– Сы-ынок! Сы-ынок!
Руки тянутся, в тусклых, налившихся слезой глазах непреходящая старческая усталость. Обнялись.
– Ну, иди, иди, сынок!
– А ты куда же?
– Иди. А я пойду. Все разбрелись. Одна бабка осталась. Пойду. Може, подадут. Помирать осталась… Иди.
Мать, когда разобрала: сын, – обняла слабыми руками и плакала, как по мертвому.
– Ну, посиди, посиди на лавке али ляжь на соломке, отдохни, а я пойду, может, подадут кусочек. Скажу, сын пришел. Може, подадут… сын пришел…

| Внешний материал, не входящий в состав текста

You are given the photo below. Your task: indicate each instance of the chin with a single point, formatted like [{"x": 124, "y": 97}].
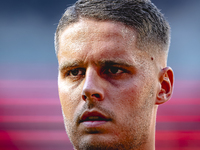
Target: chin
[{"x": 102, "y": 142}]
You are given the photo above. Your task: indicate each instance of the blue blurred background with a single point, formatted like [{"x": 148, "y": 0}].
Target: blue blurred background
[{"x": 30, "y": 113}]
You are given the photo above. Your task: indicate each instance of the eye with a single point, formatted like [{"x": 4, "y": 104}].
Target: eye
[
  {"x": 76, "y": 72},
  {"x": 113, "y": 71}
]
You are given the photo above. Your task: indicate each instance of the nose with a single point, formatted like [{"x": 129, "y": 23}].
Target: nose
[{"x": 93, "y": 86}]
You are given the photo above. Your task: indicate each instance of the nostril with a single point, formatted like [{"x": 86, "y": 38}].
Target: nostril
[{"x": 96, "y": 95}]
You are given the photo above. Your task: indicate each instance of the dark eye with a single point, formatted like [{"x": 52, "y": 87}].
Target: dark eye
[
  {"x": 113, "y": 70},
  {"x": 76, "y": 72}
]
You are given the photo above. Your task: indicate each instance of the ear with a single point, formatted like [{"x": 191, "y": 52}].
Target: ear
[{"x": 166, "y": 81}]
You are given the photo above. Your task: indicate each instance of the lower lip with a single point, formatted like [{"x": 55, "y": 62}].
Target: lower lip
[{"x": 93, "y": 123}]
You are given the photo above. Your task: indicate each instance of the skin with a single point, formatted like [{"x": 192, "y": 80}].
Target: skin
[{"x": 101, "y": 69}]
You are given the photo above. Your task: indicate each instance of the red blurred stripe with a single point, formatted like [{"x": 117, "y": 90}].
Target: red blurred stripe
[
  {"x": 177, "y": 135},
  {"x": 29, "y": 101},
  {"x": 55, "y": 101},
  {"x": 53, "y": 119},
  {"x": 31, "y": 119},
  {"x": 28, "y": 84},
  {"x": 178, "y": 119},
  {"x": 38, "y": 135},
  {"x": 27, "y": 136}
]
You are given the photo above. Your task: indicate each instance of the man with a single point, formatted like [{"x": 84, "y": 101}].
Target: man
[{"x": 113, "y": 73}]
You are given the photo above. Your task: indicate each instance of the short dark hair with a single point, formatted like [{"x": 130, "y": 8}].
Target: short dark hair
[{"x": 142, "y": 15}]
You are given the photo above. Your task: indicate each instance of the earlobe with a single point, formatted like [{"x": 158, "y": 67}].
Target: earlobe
[{"x": 166, "y": 81}]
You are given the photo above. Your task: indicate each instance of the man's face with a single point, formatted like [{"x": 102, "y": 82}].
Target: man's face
[{"x": 107, "y": 87}]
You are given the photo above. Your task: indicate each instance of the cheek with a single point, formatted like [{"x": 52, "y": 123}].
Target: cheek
[{"x": 69, "y": 99}]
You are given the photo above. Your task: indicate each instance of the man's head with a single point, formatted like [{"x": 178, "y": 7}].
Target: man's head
[{"x": 112, "y": 72}]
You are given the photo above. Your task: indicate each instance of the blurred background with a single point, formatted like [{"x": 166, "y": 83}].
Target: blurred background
[{"x": 30, "y": 112}]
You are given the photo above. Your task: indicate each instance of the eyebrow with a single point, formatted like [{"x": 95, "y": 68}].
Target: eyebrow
[
  {"x": 114, "y": 62},
  {"x": 69, "y": 64},
  {"x": 77, "y": 63}
]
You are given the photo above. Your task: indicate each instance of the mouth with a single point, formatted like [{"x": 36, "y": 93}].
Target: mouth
[{"x": 93, "y": 119}]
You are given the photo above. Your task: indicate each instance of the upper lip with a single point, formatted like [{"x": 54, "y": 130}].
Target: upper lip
[{"x": 93, "y": 116}]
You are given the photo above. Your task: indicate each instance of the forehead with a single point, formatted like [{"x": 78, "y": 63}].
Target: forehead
[
  {"x": 86, "y": 28},
  {"x": 88, "y": 39}
]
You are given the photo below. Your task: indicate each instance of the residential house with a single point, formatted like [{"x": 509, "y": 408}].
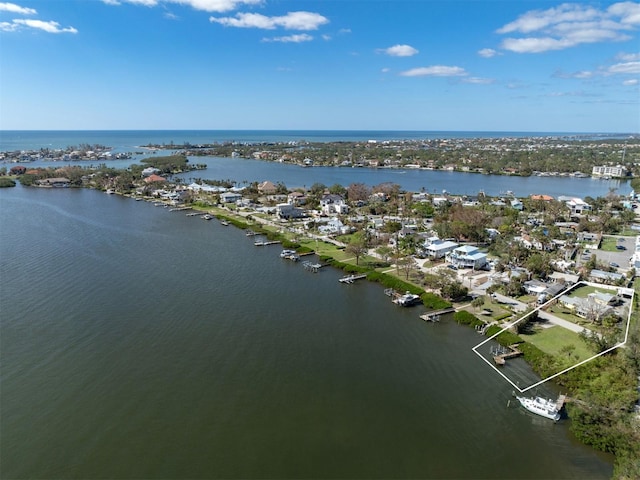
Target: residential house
[
  {"x": 267, "y": 188},
  {"x": 230, "y": 197},
  {"x": 54, "y": 182},
  {"x": 601, "y": 276},
  {"x": 333, "y": 204},
  {"x": 467, "y": 256},
  {"x": 436, "y": 248},
  {"x": 287, "y": 211},
  {"x": 609, "y": 171}
]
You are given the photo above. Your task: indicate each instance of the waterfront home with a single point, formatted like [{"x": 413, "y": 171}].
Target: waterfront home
[
  {"x": 436, "y": 248},
  {"x": 150, "y": 171},
  {"x": 297, "y": 198},
  {"x": 230, "y": 197},
  {"x": 607, "y": 171},
  {"x": 517, "y": 204},
  {"x": 468, "y": 256},
  {"x": 576, "y": 205},
  {"x": 267, "y": 188},
  {"x": 562, "y": 278},
  {"x": 333, "y": 204},
  {"x": 57, "y": 182},
  {"x": 601, "y": 276},
  {"x": 333, "y": 227},
  {"x": 154, "y": 178},
  {"x": 287, "y": 211}
]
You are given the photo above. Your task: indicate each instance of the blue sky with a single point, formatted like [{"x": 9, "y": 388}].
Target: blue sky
[{"x": 326, "y": 64}]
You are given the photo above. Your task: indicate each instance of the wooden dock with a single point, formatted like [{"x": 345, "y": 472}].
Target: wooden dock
[
  {"x": 263, "y": 244},
  {"x": 512, "y": 352},
  {"x": 351, "y": 278},
  {"x": 312, "y": 267},
  {"x": 434, "y": 316}
]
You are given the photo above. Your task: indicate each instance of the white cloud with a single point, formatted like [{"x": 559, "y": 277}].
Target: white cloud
[
  {"x": 625, "y": 68},
  {"x": 479, "y": 80},
  {"x": 49, "y": 27},
  {"x": 303, "y": 37},
  {"x": 8, "y": 26},
  {"x": 628, "y": 57},
  {"x": 570, "y": 24},
  {"x": 204, "y": 5},
  {"x": 488, "y": 52},
  {"x": 290, "y": 21},
  {"x": 13, "y": 8},
  {"x": 216, "y": 5},
  {"x": 435, "y": 71},
  {"x": 399, "y": 51}
]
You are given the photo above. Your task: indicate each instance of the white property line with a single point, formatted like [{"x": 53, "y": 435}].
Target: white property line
[{"x": 522, "y": 390}]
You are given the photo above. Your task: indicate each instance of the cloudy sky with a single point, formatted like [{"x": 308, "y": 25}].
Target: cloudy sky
[{"x": 326, "y": 64}]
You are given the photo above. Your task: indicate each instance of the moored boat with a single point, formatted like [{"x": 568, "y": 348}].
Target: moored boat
[{"x": 541, "y": 406}]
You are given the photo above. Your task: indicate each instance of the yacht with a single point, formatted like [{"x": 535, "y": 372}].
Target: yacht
[
  {"x": 541, "y": 406},
  {"x": 407, "y": 299}
]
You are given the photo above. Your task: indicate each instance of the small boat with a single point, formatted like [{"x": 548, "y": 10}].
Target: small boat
[
  {"x": 290, "y": 255},
  {"x": 407, "y": 299},
  {"x": 541, "y": 406}
]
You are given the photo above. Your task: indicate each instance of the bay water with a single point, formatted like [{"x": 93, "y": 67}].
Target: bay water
[{"x": 141, "y": 343}]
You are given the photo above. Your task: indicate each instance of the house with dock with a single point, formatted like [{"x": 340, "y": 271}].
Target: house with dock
[{"x": 468, "y": 256}]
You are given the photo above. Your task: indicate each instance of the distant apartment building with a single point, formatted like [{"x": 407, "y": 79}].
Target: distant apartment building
[{"x": 609, "y": 171}]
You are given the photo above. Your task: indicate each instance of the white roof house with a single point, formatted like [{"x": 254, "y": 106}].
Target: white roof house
[
  {"x": 439, "y": 248},
  {"x": 468, "y": 256}
]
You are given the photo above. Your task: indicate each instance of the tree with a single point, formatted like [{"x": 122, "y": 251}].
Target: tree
[{"x": 358, "y": 192}]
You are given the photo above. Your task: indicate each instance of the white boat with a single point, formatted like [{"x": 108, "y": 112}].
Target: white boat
[
  {"x": 541, "y": 406},
  {"x": 290, "y": 255},
  {"x": 407, "y": 299}
]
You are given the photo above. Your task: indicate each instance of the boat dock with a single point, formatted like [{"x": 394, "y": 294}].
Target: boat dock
[
  {"x": 261, "y": 243},
  {"x": 351, "y": 278},
  {"x": 312, "y": 267},
  {"x": 434, "y": 316},
  {"x": 501, "y": 355}
]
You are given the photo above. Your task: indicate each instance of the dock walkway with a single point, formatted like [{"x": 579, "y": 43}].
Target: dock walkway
[
  {"x": 512, "y": 352},
  {"x": 434, "y": 316},
  {"x": 351, "y": 278}
]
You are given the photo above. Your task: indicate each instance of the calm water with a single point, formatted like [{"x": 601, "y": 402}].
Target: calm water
[
  {"x": 241, "y": 170},
  {"x": 141, "y": 343}
]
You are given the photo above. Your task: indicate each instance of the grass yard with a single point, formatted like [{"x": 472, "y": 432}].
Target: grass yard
[
  {"x": 552, "y": 340},
  {"x": 608, "y": 244}
]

Он заскрипел зубами. Тяжелой, как холодный свинец, налилась грудь ненавистью.
К кому?
Мать, с трудом передвигая ноги, тащилась, перед избами останавливалась и подолгу стояла, неподвижно протянув сложенную лодочкой почернелую руку:
– Подайте Христа ради!..
Изредка выглядывали в разбитое оконце такие же почернелые, изможденные лица:
– Родная моя, сами помираем..
. . . . . . . . . .
Все больше светлеет тополь. В самом углу окна нестерпимо блестит крохотный осколок уходящего за крышу месяца.
. . . . . . . . . .
Что-то надтреснуло в армии, и лица офицеров поласковели.
Большевиков никогда не видел, не знал, что это за люди и чего им надо. Сроду не слыхал: партия, социализм. Но, что до сих пор неразрывно обступало кругом, тоненько лопнуло, и побежала незримая щель. И хоть неуловима была, новое получилось. К какой-то другой, еще незнаемой жизни капельку прислонился.
Как-то послали с донесением в штаб. Познакомился со штабным писарем. Чудной, жердястый и всех щупает усмешливыми глазами. Ощупал и его. Поговорили.
И уже потом всегда, каждый раз, как приходилось бывать в штабе, забегал к писарю. А тот осторожно выспрашивал о деревне и чудные вел речи.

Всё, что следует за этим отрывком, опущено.